It's a complex and varied role, but what separates a great fleet operator from a good one? Andrew Ryan asks Fleet News Awards winners for their opinion
Role: Head of vehicle fleet management, South Yorkshire Police.
Fleet News Awards CV: Fleet of the year 251-1,000 vehicles, 2015.
SG: Great fleet managers need to have a number of qualities.
You need the ability to multi-task: as a fleet manager you are constantly juggling a variety of demands from drivers, management and suppliers, to mention just a few. The art is not dropping the ball and keeping the fleet on the road, while managing costs, performance, etc.
You need to be adaptable to change. Fleet is constantly developing with new technology, legislation, reductions in staff, budget cuts and requirements to meet savings targets. You must be able to not only keep up with the pace of change, but be ahead of the game.
A fleet manager needs excellent communication skills. Being able to communicate at all levels, both verbally and in writing, is paramount.
Great fleet managers also need leadership skills. The ability to lead and inspire a team toward a common goal is important. You also need to be a good decision-maker. As a fleet manager, you are called upon to make a variety of decisions, some on the spot.
It is important to have the confidence to take those decisions and stand by them.
Role: Procurement manager, Red Bull.
Fleet News Awards CV: Fleet of the year up to 250 vehicles, 2014.
DO: Being a great fleet manager requires a wide variety of different qualities. But the ability to be curious and agile enough to react to so many changes from your business, its employees, manufacturers and legislative and environmental requirements means you can keep your fleet at the forefront of best practice and future thinking. Having a clear understanding of your organisation’s aims, your drivers’ wants and needs and the skills to marry these into a workable fleet-managed vision that you want to ‘sell’ to the senior management means you also need to be credible and influence all levels of your organisation.
To do this, a fleet manager should always be inquisitive and challenging of both his or her self and the raft of suppliers that help them deliver the vision.
An ability to see the driver, the journey and the vehicle as completely interlinked and not just cars and fuel will ensure you take a holistic view of fleet management, which in my experience is easier to translate into a strategy that the board will buy into.
Role: Head of fleet services, Environment Agency.
Fleet News Awards CV: Fleet manager of the year, 2015, green fleet of the year, 2015.
DE: Having the right team of people around you is vital to great fleet management, so make sure you are recruiting, selecting and training the right people: don’t think you can do it all yourself.
I also think fleet managers need to be able to constantly look to the future and prepare themselves for what might be coming. It’s not an industry that ever stays still, so someone’s ability to look at the slightly bigger picture and look ahead and plan on that basis is an essential skill that you want to have.
In addition, an ability to manage suppliers is vital, although it’s not an area you can get a lot of training for. Procurement will get a contract for you, but actually managing that supplier throughout the course of that contract is quite challenging, so you need to be very good at managing contracts.
Role: Head of logistics support - Western Europe, Iron Mountain.

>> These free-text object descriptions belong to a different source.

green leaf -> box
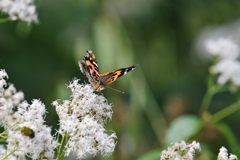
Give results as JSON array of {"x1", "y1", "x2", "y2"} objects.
[
  {"x1": 165, "y1": 115, "x2": 202, "y2": 145},
  {"x1": 137, "y1": 149, "x2": 161, "y2": 160}
]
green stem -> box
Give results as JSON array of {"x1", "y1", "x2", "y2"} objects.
[
  {"x1": 0, "y1": 18, "x2": 10, "y2": 24},
  {"x1": 212, "y1": 100, "x2": 240, "y2": 123},
  {"x1": 59, "y1": 133, "x2": 69, "y2": 160},
  {"x1": 56, "y1": 132, "x2": 68, "y2": 159},
  {"x1": 0, "y1": 131, "x2": 7, "y2": 140},
  {"x1": 200, "y1": 85, "x2": 220, "y2": 113},
  {"x1": 200, "y1": 75, "x2": 226, "y2": 113}
]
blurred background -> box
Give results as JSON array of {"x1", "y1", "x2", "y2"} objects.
[{"x1": 1, "y1": 0, "x2": 240, "y2": 159}]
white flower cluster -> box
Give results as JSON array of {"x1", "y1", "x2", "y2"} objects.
[
  {"x1": 217, "y1": 147, "x2": 238, "y2": 160},
  {"x1": 206, "y1": 38, "x2": 239, "y2": 60},
  {"x1": 160, "y1": 141, "x2": 201, "y2": 160},
  {"x1": 53, "y1": 80, "x2": 117, "y2": 159},
  {"x1": 0, "y1": 69, "x2": 57, "y2": 160},
  {"x1": 0, "y1": 0, "x2": 38, "y2": 23},
  {"x1": 160, "y1": 141, "x2": 238, "y2": 160},
  {"x1": 205, "y1": 38, "x2": 240, "y2": 87}
]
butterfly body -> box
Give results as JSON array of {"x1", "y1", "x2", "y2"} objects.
[{"x1": 79, "y1": 50, "x2": 136, "y2": 91}]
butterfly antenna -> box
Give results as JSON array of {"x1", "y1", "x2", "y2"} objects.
[{"x1": 105, "y1": 86, "x2": 125, "y2": 94}]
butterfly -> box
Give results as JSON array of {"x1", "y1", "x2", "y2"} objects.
[{"x1": 79, "y1": 50, "x2": 136, "y2": 92}]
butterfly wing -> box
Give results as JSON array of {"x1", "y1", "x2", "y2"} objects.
[
  {"x1": 83, "y1": 50, "x2": 100, "y2": 77},
  {"x1": 99, "y1": 65, "x2": 136, "y2": 86},
  {"x1": 79, "y1": 50, "x2": 137, "y2": 92},
  {"x1": 79, "y1": 50, "x2": 101, "y2": 90}
]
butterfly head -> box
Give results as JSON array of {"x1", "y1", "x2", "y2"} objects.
[{"x1": 86, "y1": 50, "x2": 96, "y2": 60}]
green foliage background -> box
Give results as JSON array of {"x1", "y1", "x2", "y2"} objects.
[{"x1": 1, "y1": 0, "x2": 240, "y2": 159}]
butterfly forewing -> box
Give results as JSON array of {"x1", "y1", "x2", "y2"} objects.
[{"x1": 99, "y1": 65, "x2": 136, "y2": 86}]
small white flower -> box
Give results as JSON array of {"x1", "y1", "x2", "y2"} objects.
[
  {"x1": 0, "y1": 69, "x2": 8, "y2": 95},
  {"x1": 54, "y1": 80, "x2": 117, "y2": 159},
  {"x1": 160, "y1": 141, "x2": 201, "y2": 160},
  {"x1": 218, "y1": 147, "x2": 238, "y2": 160},
  {"x1": 0, "y1": 0, "x2": 38, "y2": 23},
  {"x1": 205, "y1": 38, "x2": 240, "y2": 60},
  {"x1": 0, "y1": 69, "x2": 8, "y2": 79},
  {"x1": 0, "y1": 82, "x2": 25, "y2": 127},
  {"x1": 211, "y1": 59, "x2": 240, "y2": 86},
  {"x1": 0, "y1": 145, "x2": 19, "y2": 160}
]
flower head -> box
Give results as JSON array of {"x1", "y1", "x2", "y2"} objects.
[
  {"x1": 0, "y1": 70, "x2": 57, "y2": 159},
  {"x1": 160, "y1": 141, "x2": 201, "y2": 160},
  {"x1": 203, "y1": 37, "x2": 240, "y2": 87},
  {"x1": 0, "y1": 70, "x2": 24, "y2": 127},
  {"x1": 6, "y1": 100, "x2": 57, "y2": 159},
  {"x1": 53, "y1": 80, "x2": 117, "y2": 159},
  {"x1": 205, "y1": 38, "x2": 240, "y2": 60},
  {"x1": 211, "y1": 59, "x2": 240, "y2": 86},
  {"x1": 218, "y1": 147, "x2": 238, "y2": 160},
  {"x1": 0, "y1": 0, "x2": 38, "y2": 23}
]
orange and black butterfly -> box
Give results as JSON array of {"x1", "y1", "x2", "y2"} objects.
[{"x1": 79, "y1": 50, "x2": 136, "y2": 92}]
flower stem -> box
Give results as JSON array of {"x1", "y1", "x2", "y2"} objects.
[
  {"x1": 200, "y1": 88, "x2": 215, "y2": 113},
  {"x1": 0, "y1": 132, "x2": 7, "y2": 137},
  {"x1": 0, "y1": 131, "x2": 7, "y2": 140},
  {"x1": 212, "y1": 100, "x2": 240, "y2": 123},
  {"x1": 56, "y1": 132, "x2": 68, "y2": 160},
  {"x1": 0, "y1": 18, "x2": 10, "y2": 24},
  {"x1": 59, "y1": 133, "x2": 69, "y2": 159},
  {"x1": 200, "y1": 76, "x2": 223, "y2": 113}
]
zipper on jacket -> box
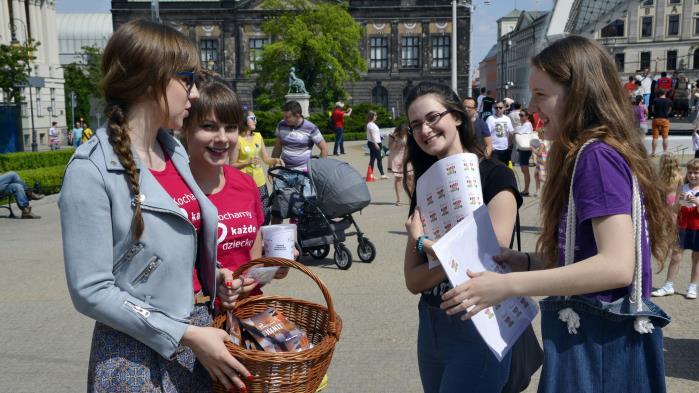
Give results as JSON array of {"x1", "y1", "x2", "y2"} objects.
[
  {"x1": 125, "y1": 300, "x2": 151, "y2": 318},
  {"x1": 124, "y1": 300, "x2": 179, "y2": 353},
  {"x1": 131, "y1": 256, "x2": 162, "y2": 286},
  {"x1": 113, "y1": 243, "x2": 144, "y2": 273}
]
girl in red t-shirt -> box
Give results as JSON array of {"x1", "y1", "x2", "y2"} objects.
[{"x1": 183, "y1": 78, "x2": 288, "y2": 307}]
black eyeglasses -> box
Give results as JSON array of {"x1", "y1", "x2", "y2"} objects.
[
  {"x1": 495, "y1": 106, "x2": 504, "y2": 109},
  {"x1": 176, "y1": 71, "x2": 196, "y2": 93},
  {"x1": 408, "y1": 110, "x2": 451, "y2": 135}
]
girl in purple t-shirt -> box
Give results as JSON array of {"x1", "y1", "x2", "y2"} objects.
[{"x1": 439, "y1": 36, "x2": 675, "y2": 392}]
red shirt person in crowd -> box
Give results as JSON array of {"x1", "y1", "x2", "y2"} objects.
[
  {"x1": 657, "y1": 72, "x2": 674, "y2": 95},
  {"x1": 331, "y1": 101, "x2": 352, "y2": 155}
]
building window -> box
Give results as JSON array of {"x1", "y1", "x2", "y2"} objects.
[
  {"x1": 400, "y1": 36, "x2": 420, "y2": 69},
  {"x1": 642, "y1": 0, "x2": 654, "y2": 5},
  {"x1": 641, "y1": 16, "x2": 653, "y2": 37},
  {"x1": 249, "y1": 38, "x2": 267, "y2": 71},
  {"x1": 369, "y1": 37, "x2": 389, "y2": 70},
  {"x1": 694, "y1": 15, "x2": 699, "y2": 35},
  {"x1": 35, "y1": 88, "x2": 41, "y2": 117},
  {"x1": 614, "y1": 53, "x2": 625, "y2": 71},
  {"x1": 200, "y1": 39, "x2": 219, "y2": 72},
  {"x1": 667, "y1": 15, "x2": 680, "y2": 36},
  {"x1": 431, "y1": 36, "x2": 450, "y2": 69},
  {"x1": 372, "y1": 83, "x2": 389, "y2": 109},
  {"x1": 668, "y1": 0, "x2": 681, "y2": 3},
  {"x1": 640, "y1": 51, "x2": 651, "y2": 70},
  {"x1": 694, "y1": 49, "x2": 699, "y2": 69},
  {"x1": 50, "y1": 88, "x2": 56, "y2": 117},
  {"x1": 601, "y1": 19, "x2": 625, "y2": 38},
  {"x1": 667, "y1": 50, "x2": 677, "y2": 70}
]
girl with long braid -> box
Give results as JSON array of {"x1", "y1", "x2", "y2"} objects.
[{"x1": 59, "y1": 20, "x2": 252, "y2": 392}]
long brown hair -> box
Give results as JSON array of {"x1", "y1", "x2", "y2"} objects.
[
  {"x1": 101, "y1": 20, "x2": 199, "y2": 240},
  {"x1": 403, "y1": 82, "x2": 485, "y2": 211},
  {"x1": 534, "y1": 36, "x2": 673, "y2": 269}
]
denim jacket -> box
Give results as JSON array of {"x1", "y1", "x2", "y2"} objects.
[{"x1": 59, "y1": 128, "x2": 218, "y2": 359}]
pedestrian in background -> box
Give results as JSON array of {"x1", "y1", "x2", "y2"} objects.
[
  {"x1": 486, "y1": 101, "x2": 514, "y2": 165},
  {"x1": 0, "y1": 171, "x2": 43, "y2": 218},
  {"x1": 331, "y1": 101, "x2": 352, "y2": 156},
  {"x1": 48, "y1": 121, "x2": 60, "y2": 150},
  {"x1": 230, "y1": 109, "x2": 283, "y2": 225},
  {"x1": 440, "y1": 36, "x2": 674, "y2": 393},
  {"x1": 81, "y1": 122, "x2": 94, "y2": 144},
  {"x1": 388, "y1": 123, "x2": 412, "y2": 205},
  {"x1": 59, "y1": 19, "x2": 252, "y2": 392},
  {"x1": 651, "y1": 88, "x2": 672, "y2": 157},
  {"x1": 633, "y1": 95, "x2": 649, "y2": 136},
  {"x1": 366, "y1": 110, "x2": 387, "y2": 179},
  {"x1": 652, "y1": 158, "x2": 699, "y2": 300},
  {"x1": 513, "y1": 108, "x2": 534, "y2": 196},
  {"x1": 71, "y1": 121, "x2": 83, "y2": 147},
  {"x1": 403, "y1": 81, "x2": 522, "y2": 393},
  {"x1": 463, "y1": 97, "x2": 492, "y2": 157}
]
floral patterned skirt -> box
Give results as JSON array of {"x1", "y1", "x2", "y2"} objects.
[{"x1": 87, "y1": 304, "x2": 212, "y2": 393}]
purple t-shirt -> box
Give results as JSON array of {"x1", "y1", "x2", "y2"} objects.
[{"x1": 557, "y1": 141, "x2": 651, "y2": 302}]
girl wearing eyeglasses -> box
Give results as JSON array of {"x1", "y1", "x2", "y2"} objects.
[
  {"x1": 230, "y1": 110, "x2": 283, "y2": 225},
  {"x1": 402, "y1": 82, "x2": 522, "y2": 393},
  {"x1": 59, "y1": 20, "x2": 252, "y2": 392}
]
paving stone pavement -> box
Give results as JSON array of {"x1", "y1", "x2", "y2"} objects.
[{"x1": 0, "y1": 139, "x2": 697, "y2": 392}]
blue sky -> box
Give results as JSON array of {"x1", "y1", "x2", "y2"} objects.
[{"x1": 56, "y1": 0, "x2": 554, "y2": 70}]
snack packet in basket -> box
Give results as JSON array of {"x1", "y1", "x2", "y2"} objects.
[
  {"x1": 242, "y1": 266, "x2": 280, "y2": 286},
  {"x1": 240, "y1": 307, "x2": 311, "y2": 353},
  {"x1": 226, "y1": 312, "x2": 242, "y2": 346}
]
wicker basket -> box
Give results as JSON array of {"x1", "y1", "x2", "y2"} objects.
[{"x1": 212, "y1": 257, "x2": 342, "y2": 393}]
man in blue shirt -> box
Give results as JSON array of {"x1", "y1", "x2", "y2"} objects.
[
  {"x1": 72, "y1": 122, "x2": 84, "y2": 148},
  {"x1": 464, "y1": 97, "x2": 492, "y2": 157}
]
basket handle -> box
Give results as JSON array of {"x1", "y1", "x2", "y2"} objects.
[{"x1": 231, "y1": 257, "x2": 339, "y2": 338}]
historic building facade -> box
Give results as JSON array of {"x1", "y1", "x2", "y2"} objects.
[
  {"x1": 111, "y1": 0, "x2": 471, "y2": 116},
  {"x1": 1, "y1": 0, "x2": 65, "y2": 151}
]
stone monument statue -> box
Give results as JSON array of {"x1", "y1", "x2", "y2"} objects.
[{"x1": 287, "y1": 67, "x2": 308, "y2": 94}]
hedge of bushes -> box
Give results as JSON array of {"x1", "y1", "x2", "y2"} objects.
[
  {"x1": 251, "y1": 103, "x2": 408, "y2": 140},
  {"x1": 16, "y1": 165, "x2": 66, "y2": 195},
  {"x1": 0, "y1": 149, "x2": 74, "y2": 172},
  {"x1": 0, "y1": 149, "x2": 74, "y2": 198}
]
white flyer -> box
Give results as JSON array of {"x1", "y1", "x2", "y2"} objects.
[
  {"x1": 415, "y1": 153, "x2": 483, "y2": 268},
  {"x1": 432, "y1": 205, "x2": 539, "y2": 361}
]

Fleet News Awards CV: Fleet of the year – up to 250 vehicles, 2015.
RM: Great fleet managers have the ability to embrace change and the exploration of opportunities to enhance the fleet, its drivers and the business.
They need to be open-minded regarding alternatives and/or new technology, but also have the capability to understand and take decisions based on their potential and if they deliver value and benefit.
Role: National fleet services manager, NHS Blood & Transplant.
Fleet News Awards CV: Fleet News hall of fame inductee, 2015.
LB: Great fleet management is the skill of getting the basics right for such things as vehicle selection, specification, maintenance, replacement programmes, driver training, fuel management, etc., and developing them to high standards. I believe a great fleet manager develops what I call ‘management stamina’ to keep reproducing high standards over and over again in a sustained manner over a number of years.
This builds the experience to drive ongoing good fleet management; and good fleet management includes introducing initiatives and sharing these initiatives with the fleet industry. I think it is important that fleet managers strive for continual improvement and learn from other fleet managers. But what is also important is innovation: doing something that works, that no one else has done before. I like to think that the distinction between implementing good initiatives and developing innovative ideas is the difference between good fleet management and great fleet management.